In my post, "Can we keep our children Catholic?" I mentioned Pat McDonough's article which refers to the importance of creating a Catholic culture at home for our children's faith formation. There I mentioned that Pope Benedict XVI recounts being a child and the parental blessing he received when leaving home. In his wonderful book, The Spirit of the Liturgy, here is what Benedict says:
Through the Cross, we can become sources of blessing for one another. I shall never forget the devotion and heartfelt care with which my father and mother made the sign of the Cross on the forehead, mouth, and breast of us children when we went away from home, especially when the parting was a long one. This blessing was like an escort that we knew would guide us on our way. It made visible the prayer of our parents, which went with us, and it gave us the assurance that this prayer was supported by the blessing of the Savior. The blessing was also a challenge to us not to go outside the sphere of this blessing. Blessing is a priestly gesture, and so in this sign of the Cross we felt the priesthood of parents, its special dignity and power. I believe that this blessing, which is a perfect expression of the common priesthood of the baptized, should come back in a much stronger way into our daily life and permeate it with the power of the love that comes from the Lord (p. 184).

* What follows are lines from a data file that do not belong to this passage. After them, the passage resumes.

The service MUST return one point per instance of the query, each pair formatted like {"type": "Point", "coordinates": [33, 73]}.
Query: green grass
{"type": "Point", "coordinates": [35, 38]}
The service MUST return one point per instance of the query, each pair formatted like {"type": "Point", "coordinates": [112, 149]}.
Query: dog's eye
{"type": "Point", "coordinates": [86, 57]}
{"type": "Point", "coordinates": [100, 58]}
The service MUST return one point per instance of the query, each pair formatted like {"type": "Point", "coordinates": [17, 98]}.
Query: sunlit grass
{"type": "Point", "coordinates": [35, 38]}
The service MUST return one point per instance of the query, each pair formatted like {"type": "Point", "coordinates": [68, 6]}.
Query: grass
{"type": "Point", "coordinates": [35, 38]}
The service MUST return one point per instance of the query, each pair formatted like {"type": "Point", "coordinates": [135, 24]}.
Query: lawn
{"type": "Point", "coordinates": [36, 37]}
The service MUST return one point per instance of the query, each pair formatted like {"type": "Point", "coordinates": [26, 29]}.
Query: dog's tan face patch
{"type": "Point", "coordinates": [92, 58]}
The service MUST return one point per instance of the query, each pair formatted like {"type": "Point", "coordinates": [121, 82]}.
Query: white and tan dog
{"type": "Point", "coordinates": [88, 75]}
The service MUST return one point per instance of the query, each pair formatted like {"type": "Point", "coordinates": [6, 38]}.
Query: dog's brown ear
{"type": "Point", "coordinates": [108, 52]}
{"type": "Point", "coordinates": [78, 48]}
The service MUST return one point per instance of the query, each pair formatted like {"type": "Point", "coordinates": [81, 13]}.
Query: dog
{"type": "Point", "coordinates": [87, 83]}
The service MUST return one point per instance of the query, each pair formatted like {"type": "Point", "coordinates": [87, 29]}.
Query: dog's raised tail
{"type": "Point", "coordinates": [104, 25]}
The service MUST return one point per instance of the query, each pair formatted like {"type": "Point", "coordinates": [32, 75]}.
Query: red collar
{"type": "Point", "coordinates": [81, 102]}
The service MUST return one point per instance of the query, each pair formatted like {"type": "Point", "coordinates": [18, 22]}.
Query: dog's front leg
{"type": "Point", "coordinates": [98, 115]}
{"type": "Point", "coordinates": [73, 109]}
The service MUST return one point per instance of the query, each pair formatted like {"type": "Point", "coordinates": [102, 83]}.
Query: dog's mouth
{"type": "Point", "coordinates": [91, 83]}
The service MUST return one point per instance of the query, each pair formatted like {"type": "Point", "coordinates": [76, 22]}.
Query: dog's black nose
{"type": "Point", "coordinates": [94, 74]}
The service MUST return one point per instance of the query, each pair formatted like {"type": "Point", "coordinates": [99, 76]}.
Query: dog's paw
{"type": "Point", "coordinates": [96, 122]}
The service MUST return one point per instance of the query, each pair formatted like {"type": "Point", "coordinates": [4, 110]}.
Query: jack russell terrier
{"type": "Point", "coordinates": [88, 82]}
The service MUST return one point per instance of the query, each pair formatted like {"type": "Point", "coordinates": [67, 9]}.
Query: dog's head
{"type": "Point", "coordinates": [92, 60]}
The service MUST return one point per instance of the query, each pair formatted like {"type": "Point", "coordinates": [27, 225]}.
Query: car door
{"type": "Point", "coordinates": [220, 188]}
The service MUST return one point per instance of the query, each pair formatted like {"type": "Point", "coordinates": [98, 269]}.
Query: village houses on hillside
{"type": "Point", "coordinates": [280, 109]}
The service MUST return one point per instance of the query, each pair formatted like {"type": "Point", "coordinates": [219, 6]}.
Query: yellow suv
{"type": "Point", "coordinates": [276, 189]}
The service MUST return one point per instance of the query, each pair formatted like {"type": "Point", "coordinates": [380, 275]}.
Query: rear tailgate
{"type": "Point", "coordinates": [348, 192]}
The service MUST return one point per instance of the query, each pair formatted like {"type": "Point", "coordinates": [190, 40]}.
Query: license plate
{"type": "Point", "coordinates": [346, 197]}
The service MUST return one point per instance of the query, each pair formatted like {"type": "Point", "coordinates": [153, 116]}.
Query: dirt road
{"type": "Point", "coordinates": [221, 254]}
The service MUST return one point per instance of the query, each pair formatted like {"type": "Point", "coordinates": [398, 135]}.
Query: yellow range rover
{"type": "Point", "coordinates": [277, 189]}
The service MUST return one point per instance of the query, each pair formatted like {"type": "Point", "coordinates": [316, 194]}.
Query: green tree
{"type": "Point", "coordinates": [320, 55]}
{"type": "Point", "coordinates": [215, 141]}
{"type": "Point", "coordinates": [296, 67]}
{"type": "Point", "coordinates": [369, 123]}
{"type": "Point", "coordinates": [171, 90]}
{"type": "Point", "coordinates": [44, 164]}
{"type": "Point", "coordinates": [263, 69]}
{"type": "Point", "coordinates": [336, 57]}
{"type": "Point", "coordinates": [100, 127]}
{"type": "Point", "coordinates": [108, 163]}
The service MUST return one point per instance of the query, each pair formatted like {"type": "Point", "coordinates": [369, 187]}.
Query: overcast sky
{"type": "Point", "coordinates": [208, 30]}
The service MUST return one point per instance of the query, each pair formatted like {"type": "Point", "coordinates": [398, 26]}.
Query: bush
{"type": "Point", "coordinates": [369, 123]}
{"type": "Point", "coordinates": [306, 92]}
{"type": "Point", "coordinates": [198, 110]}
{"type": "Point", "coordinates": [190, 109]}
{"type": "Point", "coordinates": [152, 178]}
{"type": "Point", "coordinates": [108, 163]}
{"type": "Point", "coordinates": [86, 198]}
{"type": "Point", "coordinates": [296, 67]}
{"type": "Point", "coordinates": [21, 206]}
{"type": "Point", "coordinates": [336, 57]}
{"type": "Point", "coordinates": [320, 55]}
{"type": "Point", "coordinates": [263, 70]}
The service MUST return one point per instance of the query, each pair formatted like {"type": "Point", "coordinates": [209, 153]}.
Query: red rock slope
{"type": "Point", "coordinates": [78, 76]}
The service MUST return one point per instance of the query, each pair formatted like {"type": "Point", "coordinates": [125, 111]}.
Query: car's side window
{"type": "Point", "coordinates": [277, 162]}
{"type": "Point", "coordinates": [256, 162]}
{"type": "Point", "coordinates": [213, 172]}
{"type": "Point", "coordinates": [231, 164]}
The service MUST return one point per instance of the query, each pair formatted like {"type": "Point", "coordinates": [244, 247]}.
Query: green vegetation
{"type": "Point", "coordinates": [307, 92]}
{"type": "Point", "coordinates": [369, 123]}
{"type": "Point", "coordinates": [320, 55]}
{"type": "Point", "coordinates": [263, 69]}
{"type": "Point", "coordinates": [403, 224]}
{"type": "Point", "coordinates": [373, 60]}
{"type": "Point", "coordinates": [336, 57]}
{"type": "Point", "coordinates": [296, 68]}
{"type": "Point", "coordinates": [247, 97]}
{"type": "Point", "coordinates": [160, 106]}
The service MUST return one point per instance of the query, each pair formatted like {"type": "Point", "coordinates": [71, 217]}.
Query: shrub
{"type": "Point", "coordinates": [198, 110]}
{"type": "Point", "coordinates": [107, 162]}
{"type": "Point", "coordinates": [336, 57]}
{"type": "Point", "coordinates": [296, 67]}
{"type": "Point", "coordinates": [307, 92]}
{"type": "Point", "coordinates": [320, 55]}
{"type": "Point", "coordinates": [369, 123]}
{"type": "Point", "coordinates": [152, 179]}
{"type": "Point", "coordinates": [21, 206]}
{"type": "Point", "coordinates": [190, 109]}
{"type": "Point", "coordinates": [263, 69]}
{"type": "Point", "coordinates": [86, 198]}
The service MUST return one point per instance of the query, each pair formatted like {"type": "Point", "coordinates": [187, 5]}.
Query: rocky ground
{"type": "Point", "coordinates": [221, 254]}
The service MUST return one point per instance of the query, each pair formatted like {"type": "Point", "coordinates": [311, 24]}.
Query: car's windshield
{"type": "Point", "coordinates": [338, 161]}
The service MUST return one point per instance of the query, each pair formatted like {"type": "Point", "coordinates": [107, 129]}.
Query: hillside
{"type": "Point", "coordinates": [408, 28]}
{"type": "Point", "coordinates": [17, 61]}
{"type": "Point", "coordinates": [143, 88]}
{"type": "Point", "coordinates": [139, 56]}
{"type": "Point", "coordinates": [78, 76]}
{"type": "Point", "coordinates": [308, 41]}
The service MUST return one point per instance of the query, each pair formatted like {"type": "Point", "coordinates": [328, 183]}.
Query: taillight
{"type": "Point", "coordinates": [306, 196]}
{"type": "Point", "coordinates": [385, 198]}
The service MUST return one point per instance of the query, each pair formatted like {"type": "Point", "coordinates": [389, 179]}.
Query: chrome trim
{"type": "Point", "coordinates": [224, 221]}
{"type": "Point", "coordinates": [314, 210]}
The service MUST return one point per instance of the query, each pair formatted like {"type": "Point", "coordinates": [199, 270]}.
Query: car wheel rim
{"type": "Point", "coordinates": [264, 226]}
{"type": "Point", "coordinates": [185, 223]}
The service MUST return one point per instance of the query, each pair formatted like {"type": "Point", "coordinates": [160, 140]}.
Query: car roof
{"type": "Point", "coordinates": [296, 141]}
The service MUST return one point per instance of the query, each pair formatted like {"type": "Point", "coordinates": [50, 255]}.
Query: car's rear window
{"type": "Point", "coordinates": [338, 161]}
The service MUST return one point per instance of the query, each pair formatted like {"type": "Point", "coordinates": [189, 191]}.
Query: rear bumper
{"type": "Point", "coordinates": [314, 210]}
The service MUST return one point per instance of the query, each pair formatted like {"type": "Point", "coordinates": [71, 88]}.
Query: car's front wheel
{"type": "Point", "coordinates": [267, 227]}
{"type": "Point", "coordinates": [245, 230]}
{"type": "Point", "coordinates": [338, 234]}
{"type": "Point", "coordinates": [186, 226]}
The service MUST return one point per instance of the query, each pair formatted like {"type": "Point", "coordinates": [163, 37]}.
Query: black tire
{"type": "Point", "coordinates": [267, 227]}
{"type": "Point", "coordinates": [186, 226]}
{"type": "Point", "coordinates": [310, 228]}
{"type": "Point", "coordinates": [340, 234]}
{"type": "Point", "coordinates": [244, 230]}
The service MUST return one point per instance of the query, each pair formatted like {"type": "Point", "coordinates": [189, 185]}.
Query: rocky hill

There is so much in this brief passage. "Through the Cross, we can become sources of blessing for one another." Although the sign of the Cross is usually used in blessing, we don't usually think of the Cross itself as a source of how we can bless each other. As baptized Christians, we have a share in the priesthood of Christ, something else we don't much think about. But as parents we are called to be a blessing to our children. And I was very moved by the Holy Father's urging that parental blessings "should come back in a much stronger way into our daily life and permeate it with the power of the love that comes from the Lord." I was so moved that my wife and I now bless our children at night with the sign of the Cross before they go to bed, and we say a family blessing in the morning when one or all of us leave the house. We need to find more ways to permeate our daily life with visible signs of our Catholic faith.